I know that by eschewing well baby visits I am depriving my doctor of the chance to harass me over the vaccine issue. I wonder if that isn't a major driving force behind the well baby schedule. You come in every couple of months for a well baby visit and it just so happens that you need all of your vaccinations at that time.
I guess I just haven't made up my mind yet. I want to protect my daughter but with all of the conflicting information out there, I need more time to make my decision. I think if she weren't breastfed or if she went to daycare I would be more willing to get her vaccinated. If we were going to live in a third world country there would be no question about vaccination, but our risk/benefit balance is a little more complicated than that. I just get tired of those who say "Vaccines have never hurt anyone!" (I wish they would tell that to my lawn guy who lost one twin daughter to the old DPT while the other one is permanently disabled) I get equally as tired of those in tin foil hats who claim vaccines are a joint venture between the government and big pharma to make us sicker so they can control us. As we all learned in historiography, the truth is probably somewhere in the middle.
I don't think vaccines are completely safe. I suspect that profit has been the driving force behind our current vaccine schedule. When Dr. Paul Offit, co-inventor of the current rotovirus vaccine, gets up and rails against those who would do the country harm by suggesting vaccines aren't completely safe, I suspect that he is partly concerned with his own bottom line. I can't figure out why we're vaccinating for chicken pox when even the best of numbers put childhood deaths from the disease at under 100 children per year. On the other hand, I believe that vaccines have saved lives, I'm just not sure which lives. No one will give me an unbiased crunch of the numbers.

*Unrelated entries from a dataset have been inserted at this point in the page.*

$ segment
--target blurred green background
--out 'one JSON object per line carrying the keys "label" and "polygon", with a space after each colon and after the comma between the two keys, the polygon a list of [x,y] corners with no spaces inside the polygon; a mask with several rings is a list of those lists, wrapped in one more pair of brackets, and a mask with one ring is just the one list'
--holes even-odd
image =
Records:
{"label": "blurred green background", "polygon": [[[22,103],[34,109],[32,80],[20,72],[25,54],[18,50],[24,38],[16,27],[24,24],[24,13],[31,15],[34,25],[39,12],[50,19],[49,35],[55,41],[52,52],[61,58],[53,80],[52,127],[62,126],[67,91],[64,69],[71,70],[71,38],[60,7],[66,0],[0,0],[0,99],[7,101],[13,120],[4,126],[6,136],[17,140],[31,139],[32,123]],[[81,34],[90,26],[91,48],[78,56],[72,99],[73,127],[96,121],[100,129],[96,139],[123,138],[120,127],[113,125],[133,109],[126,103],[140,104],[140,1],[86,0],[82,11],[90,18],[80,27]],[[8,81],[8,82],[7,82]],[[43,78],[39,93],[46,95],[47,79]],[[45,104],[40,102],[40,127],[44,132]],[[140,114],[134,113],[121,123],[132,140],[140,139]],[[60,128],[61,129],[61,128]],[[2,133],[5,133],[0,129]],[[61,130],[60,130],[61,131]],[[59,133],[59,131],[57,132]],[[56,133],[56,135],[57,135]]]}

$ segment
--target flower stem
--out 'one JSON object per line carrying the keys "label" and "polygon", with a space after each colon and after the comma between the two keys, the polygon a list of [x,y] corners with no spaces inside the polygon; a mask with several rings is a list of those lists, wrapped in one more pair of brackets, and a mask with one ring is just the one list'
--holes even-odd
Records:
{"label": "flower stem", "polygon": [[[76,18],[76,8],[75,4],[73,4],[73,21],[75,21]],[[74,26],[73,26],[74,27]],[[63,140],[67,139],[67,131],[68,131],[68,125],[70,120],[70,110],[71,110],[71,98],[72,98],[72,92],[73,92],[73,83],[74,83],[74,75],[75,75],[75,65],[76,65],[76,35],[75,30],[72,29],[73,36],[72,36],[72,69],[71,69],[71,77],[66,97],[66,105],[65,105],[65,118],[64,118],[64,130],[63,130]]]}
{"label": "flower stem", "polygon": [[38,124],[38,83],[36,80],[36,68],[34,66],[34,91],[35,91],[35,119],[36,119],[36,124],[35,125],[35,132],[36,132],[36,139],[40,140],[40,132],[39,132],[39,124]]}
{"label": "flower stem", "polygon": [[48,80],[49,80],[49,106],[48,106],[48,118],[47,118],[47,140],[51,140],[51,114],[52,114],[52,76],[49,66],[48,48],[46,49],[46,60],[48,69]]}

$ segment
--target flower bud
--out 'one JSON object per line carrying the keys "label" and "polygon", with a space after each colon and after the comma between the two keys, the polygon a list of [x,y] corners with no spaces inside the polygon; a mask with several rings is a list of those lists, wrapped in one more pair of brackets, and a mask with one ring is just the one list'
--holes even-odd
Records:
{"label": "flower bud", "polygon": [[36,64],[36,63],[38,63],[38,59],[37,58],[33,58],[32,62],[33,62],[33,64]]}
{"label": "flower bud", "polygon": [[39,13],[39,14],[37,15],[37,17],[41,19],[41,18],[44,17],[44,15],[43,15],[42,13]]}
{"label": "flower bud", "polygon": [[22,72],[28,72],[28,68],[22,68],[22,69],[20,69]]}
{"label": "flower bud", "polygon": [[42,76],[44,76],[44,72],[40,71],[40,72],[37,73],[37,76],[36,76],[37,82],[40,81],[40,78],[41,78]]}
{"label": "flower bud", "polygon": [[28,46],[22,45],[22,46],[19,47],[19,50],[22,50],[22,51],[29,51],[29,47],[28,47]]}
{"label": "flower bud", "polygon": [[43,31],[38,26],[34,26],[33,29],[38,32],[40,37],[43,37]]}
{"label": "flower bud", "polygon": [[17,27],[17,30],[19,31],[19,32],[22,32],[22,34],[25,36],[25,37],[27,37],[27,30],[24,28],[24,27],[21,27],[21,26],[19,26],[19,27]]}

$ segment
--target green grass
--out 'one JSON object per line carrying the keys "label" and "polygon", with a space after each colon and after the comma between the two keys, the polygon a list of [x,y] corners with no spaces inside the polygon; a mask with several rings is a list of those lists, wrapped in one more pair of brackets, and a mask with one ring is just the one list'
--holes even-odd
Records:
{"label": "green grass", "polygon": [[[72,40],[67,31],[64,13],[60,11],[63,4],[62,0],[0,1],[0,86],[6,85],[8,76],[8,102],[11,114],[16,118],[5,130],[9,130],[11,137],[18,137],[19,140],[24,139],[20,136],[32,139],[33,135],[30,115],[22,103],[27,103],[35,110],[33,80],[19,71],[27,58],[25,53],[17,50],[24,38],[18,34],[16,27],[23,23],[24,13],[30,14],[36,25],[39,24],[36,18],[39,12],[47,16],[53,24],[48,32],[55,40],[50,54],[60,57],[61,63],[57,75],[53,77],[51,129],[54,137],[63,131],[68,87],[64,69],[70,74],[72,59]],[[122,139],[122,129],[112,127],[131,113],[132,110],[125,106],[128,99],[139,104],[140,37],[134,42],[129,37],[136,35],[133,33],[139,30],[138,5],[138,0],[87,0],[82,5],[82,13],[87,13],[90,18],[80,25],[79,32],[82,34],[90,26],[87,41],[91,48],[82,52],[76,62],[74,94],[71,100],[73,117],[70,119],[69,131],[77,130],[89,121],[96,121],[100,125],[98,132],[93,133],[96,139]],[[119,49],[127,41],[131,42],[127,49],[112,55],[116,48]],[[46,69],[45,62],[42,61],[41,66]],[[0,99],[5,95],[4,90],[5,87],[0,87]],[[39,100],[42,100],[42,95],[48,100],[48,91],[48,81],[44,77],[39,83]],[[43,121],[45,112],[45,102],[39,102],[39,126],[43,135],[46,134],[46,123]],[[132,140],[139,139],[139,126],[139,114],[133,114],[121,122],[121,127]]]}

At this point, I'm not going to reschedule the well baby visit. I'm comfortable in my decision and I'm going to revisit it in another year. We'll see if things have changed by then.
Friday, July 3, 2009
The younger clerk looked a little younger than I am. She told me,
"I thought about breastfeeding when I had my baby, but the nurses were so impatient with me. They told me 'If you're going to do it you have to do it now.' There were like twenty people in the room and I just said, 'Forget it, give me a bottle.' "
I can't imagine, I felt so bad for her. I'm afraid her experience is more common than not. I've heard from many other mothers who have had their babies at the same hospital that they have a hell of a time getting the nursing staff to obey their wishes. The most common offense seems to be giving the baby a bottle in the nursery before they are given to mom to establish breastfeeding. The other problems is "oh we gave him a bottle so you could get your rest." Why should the medical community be surprised that women are choosing out-of--hospital options for childbirth if this is the sort of support they can expect from the mainstream care system?